The word Retrouvaille (re-tro-vi with a long i) is a French word meaning rediscovery. This program helps couples heal and renew their marriages and offers tools needed to rediscover a loving marriage relationship. Do you feel lost, alone or bored in your marriage? Are you frustrated, hurt or angry with your spouse? Are you constantly fighting? Have you thought about separation or divorce? Does talking about it only make it worse? Thousands of couples headed for cold, unloving relationships have successfully overcome their marriage problems by attending this program. Some couples come during the initial signs of a marriage problem and others are in a state of despair. The Retrouvaille Program consists of a weekend experience combined with a series of 6 post-weekend sessions. The tools learned here will help put your marriage in order again. The main emphasis of the program is on communication in marriage between husband and wife. It will give you the opportunity to rediscover each other and examine your lives together in a new and positive way.

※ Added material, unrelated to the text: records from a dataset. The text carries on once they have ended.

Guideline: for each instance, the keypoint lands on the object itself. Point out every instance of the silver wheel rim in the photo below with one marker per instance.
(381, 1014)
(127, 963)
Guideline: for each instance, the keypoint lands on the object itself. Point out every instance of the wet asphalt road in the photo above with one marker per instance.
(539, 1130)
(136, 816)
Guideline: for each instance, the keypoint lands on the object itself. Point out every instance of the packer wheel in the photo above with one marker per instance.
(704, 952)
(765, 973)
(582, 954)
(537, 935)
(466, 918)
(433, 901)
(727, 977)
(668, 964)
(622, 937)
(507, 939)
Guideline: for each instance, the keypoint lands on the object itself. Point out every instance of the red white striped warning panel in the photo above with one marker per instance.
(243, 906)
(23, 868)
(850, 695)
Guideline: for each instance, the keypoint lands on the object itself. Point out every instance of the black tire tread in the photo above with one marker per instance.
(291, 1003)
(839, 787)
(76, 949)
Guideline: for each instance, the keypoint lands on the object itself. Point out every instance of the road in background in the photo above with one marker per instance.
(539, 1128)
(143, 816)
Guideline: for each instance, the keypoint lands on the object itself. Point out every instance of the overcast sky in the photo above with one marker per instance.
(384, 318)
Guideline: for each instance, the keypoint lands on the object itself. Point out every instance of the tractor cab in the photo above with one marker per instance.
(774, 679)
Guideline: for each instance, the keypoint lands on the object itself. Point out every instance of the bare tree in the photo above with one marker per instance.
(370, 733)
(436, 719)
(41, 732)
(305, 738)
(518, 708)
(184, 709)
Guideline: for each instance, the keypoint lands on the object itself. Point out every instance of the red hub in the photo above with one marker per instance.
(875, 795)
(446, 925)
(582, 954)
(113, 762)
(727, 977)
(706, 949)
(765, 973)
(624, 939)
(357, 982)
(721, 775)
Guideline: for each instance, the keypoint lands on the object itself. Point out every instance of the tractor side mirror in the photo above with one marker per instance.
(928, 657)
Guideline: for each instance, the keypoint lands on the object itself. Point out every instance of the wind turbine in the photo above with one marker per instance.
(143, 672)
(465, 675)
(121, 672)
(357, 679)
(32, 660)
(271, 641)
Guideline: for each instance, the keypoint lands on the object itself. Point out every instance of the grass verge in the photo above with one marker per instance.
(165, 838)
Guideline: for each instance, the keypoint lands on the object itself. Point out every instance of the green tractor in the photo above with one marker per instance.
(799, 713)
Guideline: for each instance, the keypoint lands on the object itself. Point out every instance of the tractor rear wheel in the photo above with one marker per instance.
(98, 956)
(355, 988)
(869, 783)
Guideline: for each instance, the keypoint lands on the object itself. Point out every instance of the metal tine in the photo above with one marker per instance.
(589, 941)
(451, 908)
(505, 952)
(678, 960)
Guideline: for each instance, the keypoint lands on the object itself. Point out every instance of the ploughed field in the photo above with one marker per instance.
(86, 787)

You can go to for general information about the program. The program really accomplishes what it sets out to do. A recent survey of 5,236 couples who made a weekend gave the following results: Over 76% are still married to the same spouse at the five-year anniversary of their attending a Retrouvaille weekend; over 95% are likely to recommend the Retrouvaille Program to a struggling couple; over 95%  felt heard, respected, and cared for during the registration process; over 97% consider the Retrouvaille Program to be affordable, and over 96% consider the weekend experience as time well utilized.


Couples state that the top ranking benefits from participating in the Retrouvaille Program as 1) improved communication; 2) learned more about my spouse; 3) learned more about myself; 4) grew closer together as a couple; 5) improved conflict management and 6) improved relationship with faith. Don’t delay; do it today.

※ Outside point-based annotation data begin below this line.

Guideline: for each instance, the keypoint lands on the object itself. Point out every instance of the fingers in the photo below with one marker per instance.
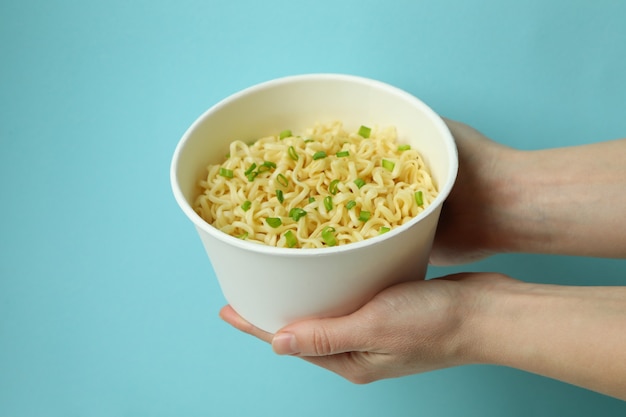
(321, 337)
(231, 317)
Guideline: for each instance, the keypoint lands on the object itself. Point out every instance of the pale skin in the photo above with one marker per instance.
(568, 201)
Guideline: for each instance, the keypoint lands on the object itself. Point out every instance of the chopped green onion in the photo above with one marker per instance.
(319, 155)
(419, 198)
(266, 166)
(388, 165)
(328, 235)
(359, 182)
(290, 238)
(297, 213)
(328, 203)
(227, 173)
(252, 175)
(332, 187)
(292, 153)
(249, 170)
(282, 180)
(274, 222)
(285, 134)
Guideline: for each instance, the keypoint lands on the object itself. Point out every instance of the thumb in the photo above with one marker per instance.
(318, 337)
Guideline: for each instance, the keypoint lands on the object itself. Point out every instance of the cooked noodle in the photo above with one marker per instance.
(316, 189)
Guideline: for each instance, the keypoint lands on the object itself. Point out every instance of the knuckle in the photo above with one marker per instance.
(322, 344)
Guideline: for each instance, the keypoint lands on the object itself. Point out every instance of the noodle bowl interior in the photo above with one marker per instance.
(320, 187)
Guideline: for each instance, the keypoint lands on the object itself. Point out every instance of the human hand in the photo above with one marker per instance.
(472, 216)
(406, 329)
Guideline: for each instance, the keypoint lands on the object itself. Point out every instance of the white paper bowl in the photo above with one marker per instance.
(271, 287)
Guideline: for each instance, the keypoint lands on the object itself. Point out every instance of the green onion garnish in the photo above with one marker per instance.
(285, 134)
(227, 173)
(249, 170)
(388, 165)
(328, 235)
(290, 238)
(274, 222)
(419, 198)
(282, 180)
(332, 187)
(328, 203)
(319, 155)
(252, 175)
(297, 213)
(266, 166)
(292, 153)
(359, 182)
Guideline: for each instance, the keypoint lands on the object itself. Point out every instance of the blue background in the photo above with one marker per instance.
(108, 304)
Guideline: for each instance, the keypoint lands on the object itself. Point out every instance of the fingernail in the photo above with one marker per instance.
(285, 344)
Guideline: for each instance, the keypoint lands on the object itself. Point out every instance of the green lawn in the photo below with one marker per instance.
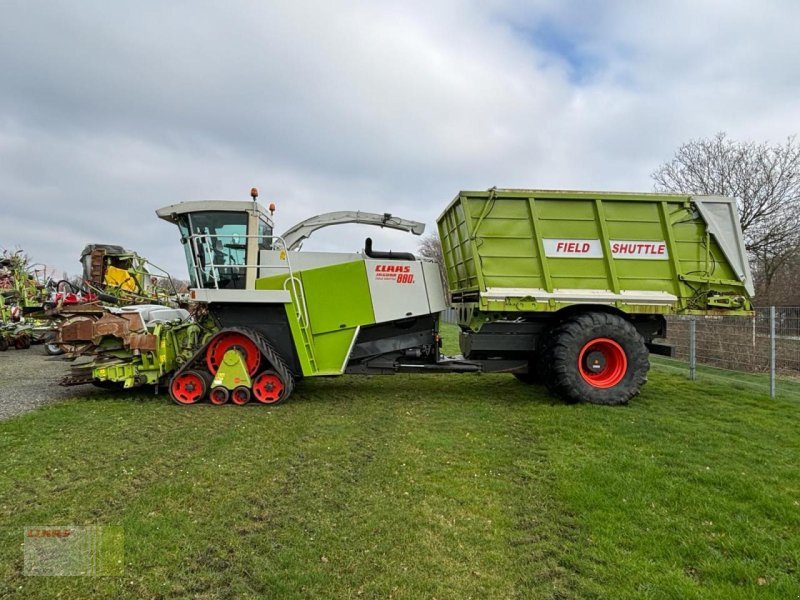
(445, 486)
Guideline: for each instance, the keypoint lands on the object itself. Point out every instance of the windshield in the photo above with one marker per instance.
(215, 246)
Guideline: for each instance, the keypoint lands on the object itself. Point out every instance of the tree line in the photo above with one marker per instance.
(765, 180)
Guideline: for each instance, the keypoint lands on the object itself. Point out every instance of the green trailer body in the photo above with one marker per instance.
(542, 251)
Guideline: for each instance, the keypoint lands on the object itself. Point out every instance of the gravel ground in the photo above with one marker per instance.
(29, 379)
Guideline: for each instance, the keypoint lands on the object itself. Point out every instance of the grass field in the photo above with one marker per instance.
(417, 487)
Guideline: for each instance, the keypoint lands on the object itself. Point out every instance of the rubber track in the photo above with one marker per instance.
(277, 363)
(561, 375)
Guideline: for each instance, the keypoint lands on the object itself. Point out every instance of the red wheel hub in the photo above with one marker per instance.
(232, 339)
(219, 395)
(187, 388)
(240, 395)
(268, 387)
(602, 363)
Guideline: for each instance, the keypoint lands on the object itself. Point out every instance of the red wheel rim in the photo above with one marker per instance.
(232, 339)
(219, 395)
(268, 387)
(187, 388)
(240, 395)
(602, 363)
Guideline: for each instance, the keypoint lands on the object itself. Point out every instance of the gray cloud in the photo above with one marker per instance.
(110, 110)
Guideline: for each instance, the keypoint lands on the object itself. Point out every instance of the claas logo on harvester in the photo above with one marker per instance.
(403, 272)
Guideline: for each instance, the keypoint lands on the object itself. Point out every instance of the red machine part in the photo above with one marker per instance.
(602, 363)
(232, 339)
(188, 387)
(268, 387)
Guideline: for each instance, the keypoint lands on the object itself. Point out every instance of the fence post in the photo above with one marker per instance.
(772, 352)
(693, 348)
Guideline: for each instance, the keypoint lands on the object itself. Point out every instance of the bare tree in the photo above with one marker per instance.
(430, 248)
(765, 180)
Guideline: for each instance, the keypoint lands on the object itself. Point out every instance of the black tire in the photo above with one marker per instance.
(617, 375)
(53, 349)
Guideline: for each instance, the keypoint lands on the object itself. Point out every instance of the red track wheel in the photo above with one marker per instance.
(232, 339)
(268, 388)
(219, 395)
(240, 395)
(188, 387)
(602, 363)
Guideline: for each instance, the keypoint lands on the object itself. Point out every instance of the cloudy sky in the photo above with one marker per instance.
(109, 110)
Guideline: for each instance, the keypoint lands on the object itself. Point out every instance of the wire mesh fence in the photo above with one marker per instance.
(762, 351)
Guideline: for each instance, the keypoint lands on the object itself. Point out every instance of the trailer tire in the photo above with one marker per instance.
(595, 357)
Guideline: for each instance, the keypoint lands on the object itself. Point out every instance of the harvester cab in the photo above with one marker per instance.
(284, 314)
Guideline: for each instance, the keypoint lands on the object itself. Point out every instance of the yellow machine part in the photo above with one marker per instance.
(120, 278)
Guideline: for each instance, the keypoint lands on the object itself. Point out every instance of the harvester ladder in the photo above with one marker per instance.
(302, 318)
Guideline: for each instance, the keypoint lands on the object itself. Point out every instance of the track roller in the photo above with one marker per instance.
(240, 395)
(228, 340)
(189, 387)
(219, 395)
(268, 388)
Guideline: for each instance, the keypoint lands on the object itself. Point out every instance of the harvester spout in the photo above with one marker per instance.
(295, 236)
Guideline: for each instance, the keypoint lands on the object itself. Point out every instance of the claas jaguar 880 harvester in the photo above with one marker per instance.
(570, 289)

Three psychiatrists who are attending a convention decide to take a walk. “People are always coming to us with their guilt and fears,” one says, “but we have no one to go to with our problems. Since we’re all professionals, why don’t we hear each other out right now?”


They agree that this is a good idea. The first psychiatrist confesses, “I’m a compulsive shopper and deeply in debt, so I over-bill patients as often as I can.”


The second admits, “I have a drug problem that’s out of control, and I frequently pressure my patients into buying illegal drugs for me.”


The third psychiatrist sheepishly says, “I know it’s wrong, but no matter how hard I try, I just can’t keep a secret.”